Loki's head keeper Vicky Kydd said: 'We filled big cardboard boxes with lots of his favourite enrichment materials and treat bits which included pine wood shavings, elephant dung, balls and old tyres.
'The bears love rolling around in the dung and the wood shavings and it helps them to groom and maintain their coats, particularly over winter.
'We also filled enrichment balls with his favourite treats and Loki had a great time opening his presents.
'I think Nellie was a little bit jealous because they are her favourite treats as well so she was right in there helping Loki open the boxes and I think she stole a few of the presents.'
Loki was named after the Norse god of mischief and weighed just 1kg when born last year. He now ways around 100kg and can continue to grow to as heavy as 450kg, around 70st, and live for around 30 years.
His father, Bull, moved to Olmense Zoo in Belgium earlier this year, as the bears only come together for breeding and the male plays no part in raising cubs.

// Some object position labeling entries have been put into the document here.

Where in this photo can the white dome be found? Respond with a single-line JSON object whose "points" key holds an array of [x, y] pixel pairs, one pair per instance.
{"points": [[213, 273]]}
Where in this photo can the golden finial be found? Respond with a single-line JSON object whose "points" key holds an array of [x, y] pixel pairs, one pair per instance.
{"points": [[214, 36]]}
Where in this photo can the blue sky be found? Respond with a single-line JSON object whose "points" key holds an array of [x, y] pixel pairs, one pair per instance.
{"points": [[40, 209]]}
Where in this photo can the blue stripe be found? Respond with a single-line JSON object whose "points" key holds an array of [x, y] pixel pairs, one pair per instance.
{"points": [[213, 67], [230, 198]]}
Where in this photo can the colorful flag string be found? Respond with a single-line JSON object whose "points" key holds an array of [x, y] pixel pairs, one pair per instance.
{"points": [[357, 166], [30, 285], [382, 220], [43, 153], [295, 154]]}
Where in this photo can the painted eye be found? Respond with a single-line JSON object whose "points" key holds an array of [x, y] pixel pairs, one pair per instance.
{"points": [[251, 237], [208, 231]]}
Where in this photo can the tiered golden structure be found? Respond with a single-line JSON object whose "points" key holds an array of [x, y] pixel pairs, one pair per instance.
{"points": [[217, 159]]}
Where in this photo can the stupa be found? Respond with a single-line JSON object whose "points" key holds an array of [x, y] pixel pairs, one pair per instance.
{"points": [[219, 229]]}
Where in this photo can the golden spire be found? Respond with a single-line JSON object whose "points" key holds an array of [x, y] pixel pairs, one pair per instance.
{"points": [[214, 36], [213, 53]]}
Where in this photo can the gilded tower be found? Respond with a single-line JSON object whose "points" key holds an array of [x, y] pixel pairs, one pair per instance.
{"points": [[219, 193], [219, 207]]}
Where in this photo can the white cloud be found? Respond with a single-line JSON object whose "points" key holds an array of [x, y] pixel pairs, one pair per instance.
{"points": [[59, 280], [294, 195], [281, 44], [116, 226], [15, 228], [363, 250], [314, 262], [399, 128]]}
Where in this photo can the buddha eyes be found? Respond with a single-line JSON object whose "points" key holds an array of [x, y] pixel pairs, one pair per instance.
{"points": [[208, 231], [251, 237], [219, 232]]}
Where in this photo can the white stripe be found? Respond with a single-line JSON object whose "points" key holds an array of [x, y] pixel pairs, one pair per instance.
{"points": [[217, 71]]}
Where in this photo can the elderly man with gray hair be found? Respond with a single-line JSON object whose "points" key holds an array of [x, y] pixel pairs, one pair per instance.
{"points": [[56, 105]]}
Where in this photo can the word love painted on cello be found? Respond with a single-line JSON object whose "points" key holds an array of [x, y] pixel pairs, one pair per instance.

Blair Drummond manager Gary Gilmour said the feast of treats will help the bears as they prepare to hibernate.
'Although the bears are less active now and are eating less food, both Loki and mum Nellie made short work of the cake. Honey, nuts and dog biscuit cake is a really good treat but is also good for healthy growth, producing a nice thick winter coat and winter fat storage.
'Loki will run off any excess fat in the spring. He is so playful and an absolute joy to watch in his enclosure.'
Blair Drummond is closed for winter and reopens in March.